It is a fact that opportunities abound in these markets, and but they are also often opaque and difficult to navigate. Investors approaching emerging markets face differences in technology, culture and regulatory environments. So why would you want to add another layer of complexity by incorporating ESG (environmental, social and governance) factors too?

For one, the alpha is there. The MSCI Emerging Markets ESG Leaders Index has delivered stronger annualised returns than non-ESG emerging markets peer over both five and 10 year periods.

But is that enough to entice investors away from a home field advantage, and into the riskier world of emerging market investing? After all, any investment abroad faces “an entire spectrum of challenges”, according to John Bai, chief investment officer at NEI Investments. For emerging markets investors, it’s about finding the diamonds in the rough. “In developing economies you’re dealing with less information, on a less-consistent basis” he warns.

One might consider an ESG approach better suited to developed economies, which have benefitted from the general trend of governance, oversight, regulation and corruption issues improving with GDP per capita.
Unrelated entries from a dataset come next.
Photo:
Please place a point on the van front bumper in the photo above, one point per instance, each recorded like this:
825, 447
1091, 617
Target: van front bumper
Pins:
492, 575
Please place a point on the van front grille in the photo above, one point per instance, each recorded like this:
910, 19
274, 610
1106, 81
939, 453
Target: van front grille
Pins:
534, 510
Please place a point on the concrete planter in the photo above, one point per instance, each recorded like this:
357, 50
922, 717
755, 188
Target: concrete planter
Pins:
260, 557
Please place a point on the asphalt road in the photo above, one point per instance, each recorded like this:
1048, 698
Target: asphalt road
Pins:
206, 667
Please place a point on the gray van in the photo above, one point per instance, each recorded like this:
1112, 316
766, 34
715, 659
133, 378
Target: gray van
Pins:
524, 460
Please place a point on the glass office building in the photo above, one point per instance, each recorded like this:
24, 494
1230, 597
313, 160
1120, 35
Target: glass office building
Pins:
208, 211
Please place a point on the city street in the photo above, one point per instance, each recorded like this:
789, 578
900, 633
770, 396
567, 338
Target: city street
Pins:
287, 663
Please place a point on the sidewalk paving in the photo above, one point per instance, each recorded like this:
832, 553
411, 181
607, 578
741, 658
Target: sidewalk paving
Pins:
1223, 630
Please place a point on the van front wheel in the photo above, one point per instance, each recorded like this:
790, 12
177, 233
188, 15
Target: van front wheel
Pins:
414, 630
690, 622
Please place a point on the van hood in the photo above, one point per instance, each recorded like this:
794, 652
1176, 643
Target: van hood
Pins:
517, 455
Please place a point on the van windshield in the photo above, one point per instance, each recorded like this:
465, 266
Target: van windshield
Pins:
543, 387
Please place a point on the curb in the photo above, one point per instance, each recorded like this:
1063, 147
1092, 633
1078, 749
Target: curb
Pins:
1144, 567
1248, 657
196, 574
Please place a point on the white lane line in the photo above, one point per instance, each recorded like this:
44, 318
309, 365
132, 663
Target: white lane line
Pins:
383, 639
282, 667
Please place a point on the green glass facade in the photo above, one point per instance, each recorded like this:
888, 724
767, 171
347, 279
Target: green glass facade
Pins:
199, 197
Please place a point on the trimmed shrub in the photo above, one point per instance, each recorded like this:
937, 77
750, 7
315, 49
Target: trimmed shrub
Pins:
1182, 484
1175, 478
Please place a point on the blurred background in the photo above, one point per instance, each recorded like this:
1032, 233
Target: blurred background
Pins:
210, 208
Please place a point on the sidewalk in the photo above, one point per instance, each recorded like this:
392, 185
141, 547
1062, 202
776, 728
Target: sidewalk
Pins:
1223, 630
But while it may take a little more effort to find ESG investments in emerging markets, Bai thinks it’s worth it.

“Because there is more variability in ESG disclosure, policy and practice standards across emerging markets, there are arguably more opportunities for investors to use ESG to differentiate between companies and pick the potential winners,” agrees Judy Cotte, chief executive at ESG Global Advisors. “This is at least in part because the legal regimes don’t tend to be as strict or prescriptive, so the companies that take ESG seriously may have a strong understanding of its value, as opposed to just approaching it from a compliance perspective,” she explains.

Opportunities in Megatrends

Emerging markets offer some of the greatest growth potential, with untapped and cheap energy, material and labour resources – but Bai says consumers are keeping a closer eye than ever on long-term, responsible governance. “The world is moving to a better place,” Bai says, adding that “investors are keeping companies accountable – even if the regulations aren’t there.”

Governance is the most important of the three pillars of ESG in emerging markets, a panel at the Morningstar executive forum titled, “Is ESG a source of Alpha?” unanimously found, The group pointed out that companies with good stewardship and governance in emerging markets are the most likely to outperform and generate alpha.

The most attractive opportunities in emerging markets – and in the information age – can be part of multi-trillion dollar “megatrends”, says Bai, pointing to emerging markets propelled by new technologies, “leapfrogging” generations of evolution and leaving societies with a double-edged sword of massive change.

“Take China and artificial intelligence,” says Bai, “you have big opportunities, but also risks around data privacy and facial recognition – you have to find out how these new technologies are being applied.”

The Problem of Data

ESG and emerging markets are a complex and volatile mix – often because the quality of data may not be there. In fact, an accusation often levied against ESG screening and ESG data in general is that it is biased against large cap companies – which Bai says are often the worst offenders - and leaves out portions of the market, especially emerging markets.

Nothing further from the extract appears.